Every day in October, residents will have the ability to go to at least one location in the city to get a free flu shot, primarily at Winona Health. The city will host a number of open community events during the month, offering drive-through or walk-up options in tents set up outdoors, with events held regardless of weather. The dates and times confirmed so far are:
Wednesday, October 14, 3-7 pm: Bob Welch Aquatic Center, 780 W. Fourth St.
Wednesday, October 14, 3-7 pm: Central Fire Station, 451 E. Third St.
Saturday, October 17, 8am-3 pm: Central Fire Station, 451 E. Third St.
Sunday, October 18, 11 am-5 pm: Maplewood Community Center, 1756 Kraemer Dr.
Wednesday, October 21, 3-7 pm: Central Fire Station, 451 E. Third St.
Saturday, October 24, 8 am-3 pm: Central Fire Station, 451 E. Third St.
Sunday, October 25, 11 am-5 pm: Central Fire Station, 451 E. Third St.
Wednesday, October 28, 3-7 pm: Central Fire Station, 451 E. Third St.
Additional dates and times may be added throughout the month. Return to this page, or visit www.winonahealth.org, for more details and an updated downloadable calendar of daily free flu shot locations.
Residents who have access to free or affordable flu shots through their workplace, healthcare providers, or other locations are asked to take advantage of those options.

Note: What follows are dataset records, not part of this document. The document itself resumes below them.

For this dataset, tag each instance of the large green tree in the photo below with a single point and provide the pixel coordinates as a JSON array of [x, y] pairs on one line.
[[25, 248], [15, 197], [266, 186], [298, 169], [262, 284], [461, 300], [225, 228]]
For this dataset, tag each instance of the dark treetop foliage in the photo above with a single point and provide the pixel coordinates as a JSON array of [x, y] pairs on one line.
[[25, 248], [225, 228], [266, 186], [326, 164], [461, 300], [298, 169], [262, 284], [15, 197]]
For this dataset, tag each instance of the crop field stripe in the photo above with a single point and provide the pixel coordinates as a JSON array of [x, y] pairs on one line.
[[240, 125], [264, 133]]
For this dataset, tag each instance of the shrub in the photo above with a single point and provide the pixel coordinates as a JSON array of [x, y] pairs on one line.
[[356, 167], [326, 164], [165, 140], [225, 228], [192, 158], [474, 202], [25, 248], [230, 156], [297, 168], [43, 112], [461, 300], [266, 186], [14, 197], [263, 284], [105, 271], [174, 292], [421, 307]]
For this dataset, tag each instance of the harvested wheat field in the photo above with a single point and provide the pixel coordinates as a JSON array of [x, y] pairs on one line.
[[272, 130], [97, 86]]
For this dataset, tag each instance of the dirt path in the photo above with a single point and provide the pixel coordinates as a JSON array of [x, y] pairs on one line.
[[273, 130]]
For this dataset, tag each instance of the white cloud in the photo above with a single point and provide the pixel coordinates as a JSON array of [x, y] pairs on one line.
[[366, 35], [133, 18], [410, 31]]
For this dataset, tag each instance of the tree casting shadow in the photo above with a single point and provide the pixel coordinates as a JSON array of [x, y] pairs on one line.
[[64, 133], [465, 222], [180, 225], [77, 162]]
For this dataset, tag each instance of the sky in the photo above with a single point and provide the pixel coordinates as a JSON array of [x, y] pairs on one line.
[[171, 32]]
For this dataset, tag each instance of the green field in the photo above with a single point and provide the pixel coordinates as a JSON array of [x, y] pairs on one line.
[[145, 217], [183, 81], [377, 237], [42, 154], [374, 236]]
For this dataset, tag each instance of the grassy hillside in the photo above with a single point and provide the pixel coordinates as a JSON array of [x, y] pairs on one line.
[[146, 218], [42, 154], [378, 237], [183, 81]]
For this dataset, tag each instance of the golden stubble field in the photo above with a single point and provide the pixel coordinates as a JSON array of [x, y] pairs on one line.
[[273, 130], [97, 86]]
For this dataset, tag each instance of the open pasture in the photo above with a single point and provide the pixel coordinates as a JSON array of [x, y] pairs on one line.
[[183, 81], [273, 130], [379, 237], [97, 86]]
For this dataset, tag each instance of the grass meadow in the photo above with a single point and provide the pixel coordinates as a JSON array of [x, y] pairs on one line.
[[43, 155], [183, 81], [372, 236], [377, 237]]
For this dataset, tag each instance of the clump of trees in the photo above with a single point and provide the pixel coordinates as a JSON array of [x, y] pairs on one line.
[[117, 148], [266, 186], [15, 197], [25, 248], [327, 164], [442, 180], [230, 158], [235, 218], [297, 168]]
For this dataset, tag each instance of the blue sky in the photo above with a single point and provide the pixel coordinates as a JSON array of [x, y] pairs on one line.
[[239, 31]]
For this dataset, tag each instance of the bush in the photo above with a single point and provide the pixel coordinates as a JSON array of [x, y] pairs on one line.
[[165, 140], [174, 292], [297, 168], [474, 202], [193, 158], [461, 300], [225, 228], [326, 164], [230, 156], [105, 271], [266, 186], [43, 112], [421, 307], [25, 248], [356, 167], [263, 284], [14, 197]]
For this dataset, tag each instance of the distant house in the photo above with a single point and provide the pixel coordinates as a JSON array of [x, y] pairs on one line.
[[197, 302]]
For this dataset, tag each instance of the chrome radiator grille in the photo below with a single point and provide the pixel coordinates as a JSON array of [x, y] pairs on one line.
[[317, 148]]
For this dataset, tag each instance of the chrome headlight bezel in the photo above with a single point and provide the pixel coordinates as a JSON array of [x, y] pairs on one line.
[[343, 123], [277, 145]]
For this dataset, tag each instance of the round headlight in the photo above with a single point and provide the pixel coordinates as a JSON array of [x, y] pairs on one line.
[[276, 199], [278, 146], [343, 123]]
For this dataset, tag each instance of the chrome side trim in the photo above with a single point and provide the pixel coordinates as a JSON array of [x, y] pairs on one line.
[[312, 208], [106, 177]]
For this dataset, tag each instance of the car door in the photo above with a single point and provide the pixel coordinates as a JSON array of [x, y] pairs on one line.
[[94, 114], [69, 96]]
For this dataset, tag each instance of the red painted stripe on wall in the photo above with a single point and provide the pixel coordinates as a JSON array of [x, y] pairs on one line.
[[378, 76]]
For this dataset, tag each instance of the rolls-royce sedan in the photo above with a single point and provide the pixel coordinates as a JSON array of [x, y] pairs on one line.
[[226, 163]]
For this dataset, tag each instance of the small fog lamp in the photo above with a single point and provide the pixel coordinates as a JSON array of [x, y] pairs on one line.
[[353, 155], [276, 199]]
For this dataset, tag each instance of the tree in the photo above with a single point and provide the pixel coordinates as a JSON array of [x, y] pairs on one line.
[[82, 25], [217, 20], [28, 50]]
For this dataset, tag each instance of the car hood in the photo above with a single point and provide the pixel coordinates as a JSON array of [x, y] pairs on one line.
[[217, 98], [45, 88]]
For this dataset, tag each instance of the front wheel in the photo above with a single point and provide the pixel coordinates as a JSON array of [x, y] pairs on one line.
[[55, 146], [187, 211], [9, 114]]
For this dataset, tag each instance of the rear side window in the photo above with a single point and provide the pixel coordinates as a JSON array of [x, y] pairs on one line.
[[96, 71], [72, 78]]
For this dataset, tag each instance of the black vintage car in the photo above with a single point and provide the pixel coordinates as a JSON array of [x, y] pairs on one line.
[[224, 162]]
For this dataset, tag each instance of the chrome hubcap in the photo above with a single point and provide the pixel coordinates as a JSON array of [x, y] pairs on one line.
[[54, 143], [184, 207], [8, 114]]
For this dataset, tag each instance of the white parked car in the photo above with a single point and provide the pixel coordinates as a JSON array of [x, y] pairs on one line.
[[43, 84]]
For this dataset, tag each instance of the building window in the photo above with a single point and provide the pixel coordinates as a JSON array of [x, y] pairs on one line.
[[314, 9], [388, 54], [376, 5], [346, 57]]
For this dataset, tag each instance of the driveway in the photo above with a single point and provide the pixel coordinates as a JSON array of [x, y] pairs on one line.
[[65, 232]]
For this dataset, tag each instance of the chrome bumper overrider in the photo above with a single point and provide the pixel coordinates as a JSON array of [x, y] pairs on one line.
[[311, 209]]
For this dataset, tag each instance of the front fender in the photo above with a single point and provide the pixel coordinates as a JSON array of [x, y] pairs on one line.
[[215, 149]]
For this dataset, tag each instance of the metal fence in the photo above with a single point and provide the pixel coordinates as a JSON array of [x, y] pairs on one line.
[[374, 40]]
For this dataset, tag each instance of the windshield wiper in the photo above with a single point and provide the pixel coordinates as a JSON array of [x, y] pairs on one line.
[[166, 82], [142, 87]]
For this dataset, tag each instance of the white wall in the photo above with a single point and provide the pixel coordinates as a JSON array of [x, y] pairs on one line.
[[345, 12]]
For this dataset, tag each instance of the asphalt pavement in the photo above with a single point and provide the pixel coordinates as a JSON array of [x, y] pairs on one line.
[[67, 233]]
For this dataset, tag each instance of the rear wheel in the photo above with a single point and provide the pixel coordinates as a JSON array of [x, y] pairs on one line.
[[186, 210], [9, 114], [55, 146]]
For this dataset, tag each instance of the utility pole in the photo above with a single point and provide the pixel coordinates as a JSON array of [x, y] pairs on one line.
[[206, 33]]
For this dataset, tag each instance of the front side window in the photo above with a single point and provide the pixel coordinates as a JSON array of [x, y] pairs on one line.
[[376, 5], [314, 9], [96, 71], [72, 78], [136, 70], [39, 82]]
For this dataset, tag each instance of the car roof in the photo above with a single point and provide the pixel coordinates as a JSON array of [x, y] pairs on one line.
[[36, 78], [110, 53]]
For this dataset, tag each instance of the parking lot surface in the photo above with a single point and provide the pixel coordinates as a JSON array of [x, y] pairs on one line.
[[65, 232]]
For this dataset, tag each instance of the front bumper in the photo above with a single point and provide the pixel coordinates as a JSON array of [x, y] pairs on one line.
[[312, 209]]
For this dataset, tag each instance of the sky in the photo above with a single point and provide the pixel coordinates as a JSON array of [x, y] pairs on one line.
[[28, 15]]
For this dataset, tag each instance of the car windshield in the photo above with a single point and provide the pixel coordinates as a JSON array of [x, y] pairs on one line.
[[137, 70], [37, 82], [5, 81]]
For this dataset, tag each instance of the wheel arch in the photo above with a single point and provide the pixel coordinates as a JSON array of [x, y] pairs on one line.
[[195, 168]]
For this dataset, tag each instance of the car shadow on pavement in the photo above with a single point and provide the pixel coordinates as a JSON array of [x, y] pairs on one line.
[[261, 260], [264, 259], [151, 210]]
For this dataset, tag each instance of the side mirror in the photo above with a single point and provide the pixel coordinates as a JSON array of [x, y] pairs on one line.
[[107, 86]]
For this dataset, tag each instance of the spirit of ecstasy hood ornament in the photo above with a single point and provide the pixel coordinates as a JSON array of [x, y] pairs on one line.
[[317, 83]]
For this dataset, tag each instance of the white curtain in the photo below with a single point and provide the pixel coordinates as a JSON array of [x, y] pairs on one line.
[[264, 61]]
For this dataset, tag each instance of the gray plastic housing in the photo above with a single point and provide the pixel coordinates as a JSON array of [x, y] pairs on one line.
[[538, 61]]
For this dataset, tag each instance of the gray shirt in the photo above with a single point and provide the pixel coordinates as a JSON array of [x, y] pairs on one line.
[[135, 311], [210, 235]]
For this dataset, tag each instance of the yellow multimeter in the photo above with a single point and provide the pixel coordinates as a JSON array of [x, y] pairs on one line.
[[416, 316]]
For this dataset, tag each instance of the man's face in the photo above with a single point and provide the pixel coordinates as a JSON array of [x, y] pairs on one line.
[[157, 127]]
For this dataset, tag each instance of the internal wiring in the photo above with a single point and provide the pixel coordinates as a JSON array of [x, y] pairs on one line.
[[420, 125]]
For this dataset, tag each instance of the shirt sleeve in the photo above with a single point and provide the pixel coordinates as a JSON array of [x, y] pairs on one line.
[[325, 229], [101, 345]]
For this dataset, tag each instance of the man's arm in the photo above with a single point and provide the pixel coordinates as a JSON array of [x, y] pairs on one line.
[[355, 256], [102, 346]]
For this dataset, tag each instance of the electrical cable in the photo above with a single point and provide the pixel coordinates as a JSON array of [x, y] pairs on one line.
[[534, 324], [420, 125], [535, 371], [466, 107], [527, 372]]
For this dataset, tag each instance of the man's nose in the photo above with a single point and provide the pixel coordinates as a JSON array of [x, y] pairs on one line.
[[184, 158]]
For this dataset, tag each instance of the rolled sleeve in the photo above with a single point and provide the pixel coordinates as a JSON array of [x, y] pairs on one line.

The seasonal flu may be difficult to differentiate from COVID-19. Both are viruses and symptoms can be similar - fever, cough, shortness of breath, fatigue, headache, body aches, a sore throat. These similarities could lead residents to believe they have the flu instead of COVID-19 and choose to not self-isolate, leading to additional spread. The flu presents an added challenge, especially for vulnerable populations, since it’s possible to have both viruses at the same time.
“We’re pleased to be a partner on this program to ensure residents have easy access to free flu shots this year,” said city manager Steve Sarvi. “It’s the latest example of how we’re working together with community partners to limit the spread of COVID-19 and keep residents safe and healthy.”